The hallmark of anything involving the folks at Weta is always the visual effects. Ever since their industry-redefining work on Peter Jackson’s “The Lord of the Rings” anthology, Weta has been at the forefront of pioneering for both practical and digital effects technology. And aside from “Avatar,” there is perhaps no better example of this than the “Planet of the Apes” revival. Working in close collaboration with motion capture performance legend Andy Serkis (whose mocap credits include Gollum, King Kong and Supreme Leader Snoke), the studio has once again permanently altered the landscape of what’s possible in the digital age of filmmaking. Every single detail from the apes’ fur, to their facial wrinkles and scars, to the expressiveness of their eyes and the preservation of the nuance of the actors’ performances is rendered to all out perfection. Oftentimes when computer-generated characters interact with real objects or actors, it’s painfully obvious where the line between reality and fiction lies. Not anymore. Weta’s absolute mastery of the art of digital effects blows the competition out of the water. 2016’s “The Jungle Book” (also a product Weta) pales in comparison to the imagery created for “War for the Planet.” In all weather conditions, in all lighting environments, the primates are flawlessly rendered until they are literally unrecognizable as virtual creations. Combine such postproduction perfectionism with the minds of seasoned veteran Serkis, “10 Cloverfield Lane” mastermind Matt Reeves and cinematographer Michael Seresin and the result is a holy grail of technical exactitude typically associated with the likes of Christopher Nolan. The only major setback for the movie is Michael Giacchino’s score, which occasionally clashes tonally with what’s happening on the screen and is unusually forgettable for the man responsible for compositions like “Star Trek” (2009), “Inside Out” and “Rogue One: A Star Wars Story.” Overall, a few missteps with the music aren’t problematic enough to compromise the integrity of the film, and there should be nothing taken away from Reeves or his crew as they exit the “Apes” franchise on one of the highest notes of 2017 so far.

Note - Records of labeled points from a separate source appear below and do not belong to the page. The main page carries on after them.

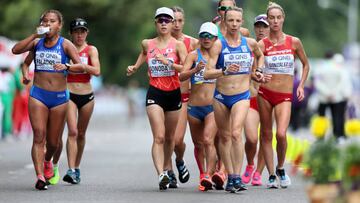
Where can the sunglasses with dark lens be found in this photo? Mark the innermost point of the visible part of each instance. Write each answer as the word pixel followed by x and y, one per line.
pixel 223 8
pixel 207 35
pixel 164 20
pixel 262 17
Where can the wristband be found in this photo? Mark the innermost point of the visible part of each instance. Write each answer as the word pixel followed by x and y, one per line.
pixel 67 66
pixel 260 70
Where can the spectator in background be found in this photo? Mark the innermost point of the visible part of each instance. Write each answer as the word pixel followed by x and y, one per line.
pixel 333 87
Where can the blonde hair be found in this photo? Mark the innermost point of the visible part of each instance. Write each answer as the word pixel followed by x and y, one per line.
pixel 273 5
pixel 238 9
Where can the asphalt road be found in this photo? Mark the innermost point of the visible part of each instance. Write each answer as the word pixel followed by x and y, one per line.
pixel 117 167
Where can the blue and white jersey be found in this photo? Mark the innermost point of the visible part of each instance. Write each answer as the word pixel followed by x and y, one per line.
pixel 198 78
pixel 240 55
pixel 45 57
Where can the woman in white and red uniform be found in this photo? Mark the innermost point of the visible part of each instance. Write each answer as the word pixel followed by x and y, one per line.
pixel 190 44
pixel 280 51
pixel 163 54
pixel 81 103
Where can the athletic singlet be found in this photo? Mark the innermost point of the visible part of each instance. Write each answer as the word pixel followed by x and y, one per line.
pixel 46 58
pixel 279 59
pixel 161 76
pixel 85 59
pixel 198 78
pixel 240 55
pixel 187 42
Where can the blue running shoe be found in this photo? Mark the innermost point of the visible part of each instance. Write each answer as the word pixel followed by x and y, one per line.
pixel 283 177
pixel 77 174
pixel 70 177
pixel 184 174
pixel 173 181
pixel 230 185
pixel 239 185
pixel 272 183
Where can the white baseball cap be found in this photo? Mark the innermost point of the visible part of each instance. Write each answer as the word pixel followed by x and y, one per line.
pixel 164 11
pixel 262 18
pixel 210 28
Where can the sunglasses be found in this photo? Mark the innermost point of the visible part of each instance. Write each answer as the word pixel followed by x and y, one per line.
pixel 262 17
pixel 164 20
pixel 223 8
pixel 207 35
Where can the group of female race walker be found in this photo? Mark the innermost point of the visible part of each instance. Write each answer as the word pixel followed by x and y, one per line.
pixel 221 83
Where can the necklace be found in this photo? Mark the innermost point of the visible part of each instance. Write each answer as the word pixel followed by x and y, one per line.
pixel 280 41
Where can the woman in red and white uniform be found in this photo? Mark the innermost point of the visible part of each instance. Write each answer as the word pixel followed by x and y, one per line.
pixel 280 51
pixel 81 103
pixel 190 44
pixel 163 54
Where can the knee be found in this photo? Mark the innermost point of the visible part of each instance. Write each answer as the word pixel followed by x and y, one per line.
pixel 73 132
pixel 39 137
pixel 159 140
pixel 236 135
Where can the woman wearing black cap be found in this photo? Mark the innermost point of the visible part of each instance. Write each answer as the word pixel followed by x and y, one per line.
pixel 81 103
pixel 164 54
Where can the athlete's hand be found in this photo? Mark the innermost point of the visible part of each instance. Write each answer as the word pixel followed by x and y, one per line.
pixel 26 79
pixel 232 68
pixel 59 66
pixel 130 70
pixel 300 93
pixel 161 58
pixel 199 66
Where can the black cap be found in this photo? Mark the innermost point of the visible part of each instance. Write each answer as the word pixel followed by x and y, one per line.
pixel 78 23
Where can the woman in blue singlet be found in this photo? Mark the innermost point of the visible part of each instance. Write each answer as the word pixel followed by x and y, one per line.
pixel 231 62
pixel 48 95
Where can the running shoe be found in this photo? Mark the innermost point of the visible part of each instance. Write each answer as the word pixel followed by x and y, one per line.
pixel 230 185
pixel 184 174
pixel 55 179
pixel 164 180
pixel 70 177
pixel 40 183
pixel 206 181
pixel 173 181
pixel 77 174
pixel 218 179
pixel 272 183
pixel 48 170
pixel 201 188
pixel 283 177
pixel 238 184
pixel 246 177
pixel 256 180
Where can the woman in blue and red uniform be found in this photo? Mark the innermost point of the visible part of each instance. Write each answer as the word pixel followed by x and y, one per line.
pixel 48 96
pixel 163 54
pixel 280 51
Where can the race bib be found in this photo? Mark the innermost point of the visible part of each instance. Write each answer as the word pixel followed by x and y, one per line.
pixel 244 60
pixel 45 60
pixel 158 69
pixel 84 59
pixel 199 77
pixel 279 64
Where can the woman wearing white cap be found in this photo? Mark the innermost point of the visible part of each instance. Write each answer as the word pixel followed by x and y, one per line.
pixel 231 62
pixel 261 28
pixel 280 51
pixel 200 111
pixel 163 100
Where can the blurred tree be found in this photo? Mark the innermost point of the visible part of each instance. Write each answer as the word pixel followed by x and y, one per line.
pixel 118 26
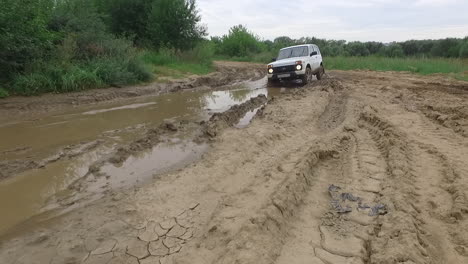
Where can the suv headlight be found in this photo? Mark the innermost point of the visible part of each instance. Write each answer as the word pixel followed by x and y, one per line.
pixel 298 65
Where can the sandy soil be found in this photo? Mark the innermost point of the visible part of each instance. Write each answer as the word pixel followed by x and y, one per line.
pixel 361 167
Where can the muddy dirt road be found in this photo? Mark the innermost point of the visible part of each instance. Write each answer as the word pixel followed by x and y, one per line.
pixel 360 167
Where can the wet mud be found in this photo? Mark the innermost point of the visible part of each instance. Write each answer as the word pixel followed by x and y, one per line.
pixel 355 168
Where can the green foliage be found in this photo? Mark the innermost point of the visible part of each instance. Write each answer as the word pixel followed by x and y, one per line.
pixel 239 42
pixel 174 23
pixel 233 46
pixel 24 36
pixel 3 93
pixel 126 17
pixel 72 45
pixel 464 49
pixel 415 65
pixel 198 60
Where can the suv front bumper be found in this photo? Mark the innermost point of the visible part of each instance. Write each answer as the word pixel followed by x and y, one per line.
pixel 286 76
pixel 292 75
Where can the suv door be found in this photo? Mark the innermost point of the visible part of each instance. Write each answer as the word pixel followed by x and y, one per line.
pixel 319 57
pixel 314 59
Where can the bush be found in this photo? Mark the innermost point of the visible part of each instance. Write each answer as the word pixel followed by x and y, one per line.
pixel 3 93
pixel 240 42
pixel 24 35
pixel 175 24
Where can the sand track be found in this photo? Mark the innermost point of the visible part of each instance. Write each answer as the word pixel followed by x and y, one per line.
pixel 266 193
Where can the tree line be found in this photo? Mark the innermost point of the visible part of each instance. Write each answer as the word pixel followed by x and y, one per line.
pixel 69 45
pixel 240 42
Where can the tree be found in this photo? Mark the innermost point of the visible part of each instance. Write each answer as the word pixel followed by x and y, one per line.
pixel 240 42
pixel 126 17
pixel 357 49
pixel 24 36
pixel 464 49
pixel 175 24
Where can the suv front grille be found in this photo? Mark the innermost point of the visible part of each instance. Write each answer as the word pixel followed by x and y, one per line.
pixel 281 69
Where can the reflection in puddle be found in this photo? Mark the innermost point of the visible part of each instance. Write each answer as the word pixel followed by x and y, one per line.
pixel 162 158
pixel 132 106
pixel 245 121
pixel 23 196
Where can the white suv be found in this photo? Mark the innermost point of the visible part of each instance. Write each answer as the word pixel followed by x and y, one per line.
pixel 297 62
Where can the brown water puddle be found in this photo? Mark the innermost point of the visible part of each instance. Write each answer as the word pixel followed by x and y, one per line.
pixel 26 194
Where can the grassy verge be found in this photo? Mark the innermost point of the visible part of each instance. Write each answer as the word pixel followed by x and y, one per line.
pixel 61 77
pixel 457 68
pixel 169 63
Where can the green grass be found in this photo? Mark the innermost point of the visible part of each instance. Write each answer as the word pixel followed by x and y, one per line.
pixel 3 93
pixel 166 63
pixel 57 77
pixel 458 68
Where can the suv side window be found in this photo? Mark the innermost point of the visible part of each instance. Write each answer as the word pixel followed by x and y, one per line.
pixel 317 49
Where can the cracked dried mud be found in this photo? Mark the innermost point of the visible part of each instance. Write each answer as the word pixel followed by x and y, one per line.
pixel 260 192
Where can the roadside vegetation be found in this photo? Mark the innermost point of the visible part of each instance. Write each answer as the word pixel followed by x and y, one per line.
pixel 447 56
pixel 71 45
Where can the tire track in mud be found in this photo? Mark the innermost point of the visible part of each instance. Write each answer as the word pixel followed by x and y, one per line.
pixel 334 113
pixel 260 238
pixel 408 232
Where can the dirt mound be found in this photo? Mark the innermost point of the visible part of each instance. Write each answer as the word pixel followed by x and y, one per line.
pixel 269 193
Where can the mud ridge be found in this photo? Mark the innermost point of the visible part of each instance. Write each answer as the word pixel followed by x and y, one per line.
pixel 261 238
pixel 400 235
pixel 8 168
pixel 450 117
pixel 220 121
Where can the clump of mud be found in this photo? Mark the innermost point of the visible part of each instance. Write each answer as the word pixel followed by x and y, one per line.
pixel 205 130
pixel 449 117
pixel 219 121
pixel 9 168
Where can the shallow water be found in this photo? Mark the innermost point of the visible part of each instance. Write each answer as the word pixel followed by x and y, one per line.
pixel 25 195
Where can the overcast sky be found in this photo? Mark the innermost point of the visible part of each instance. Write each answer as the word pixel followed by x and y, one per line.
pixel 364 20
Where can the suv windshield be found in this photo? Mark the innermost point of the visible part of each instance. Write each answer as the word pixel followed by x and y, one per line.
pixel 293 52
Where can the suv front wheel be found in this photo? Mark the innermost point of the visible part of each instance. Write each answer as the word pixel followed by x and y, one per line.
pixel 307 78
pixel 320 73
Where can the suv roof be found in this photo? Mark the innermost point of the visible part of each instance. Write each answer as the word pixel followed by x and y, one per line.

Final Take: It’s refreshingly difficult to find almost anything to criticize in “War for the Planet of the Apes.” There are a few times certain events feel rushed and there might be one plot hole to speak of, but that’s really about it. Matt Reeves did an incredible job rounding out the “Apes” trilogy, which should come as no surprise to anyone who’s been tracking his career since “Cloverfield.” It also needs to be said that if Andy Serkis isn’t finally nominated for an Oscar for his work as Caesar, there is no justice in the world. He brings such gravitas to the role and gets almost no recognition for it. And that needs to change starting this year. If you’re a fan of the franchise already, buy your tickets now. You absolutely will not be disappointed. If you’re new to it and are considering checking it out, you honestly don’t have to see the first two in this trilogy to keep up — though I do recommend a viewing ahead of time because those movies are also fantastic. “War for the Planet” currently stands at number two on my list for the top movies of the year, and I suspect it will remain a top five candidate for some time. It's a truly arresting film. You don’t want to miss it.
Parental Guide: Since the apes have a very primal vocabulary when speaking English and an even more limited one when engaging in sign language, the movie has next to no profanity. And even though the plot centers around a war between mankind and the film’s titular apes, the violence isn’t prevalent and isn’t gory when the battles eventually do break out. It should be perfectly safe for a family night out as long as your kids can handle some basic thematic elements (which you can observe in the trailer here).
Recommended Format: Don’t spend the money for a 3D showing unless you’re dying to see it on opening weekend and all other showings in your area are sold out in advance. The film was shot on Arri’s large format cameras (why it didn’t get an IMAX release is bewildering to me), but it wasn’t originally intended for stereoscopic exhibition. Standard 2D will get the job done. Save that extra cost and put it towards some popcorn or other concessions. You’re probably going to enjoy having that around when the tension starts to build.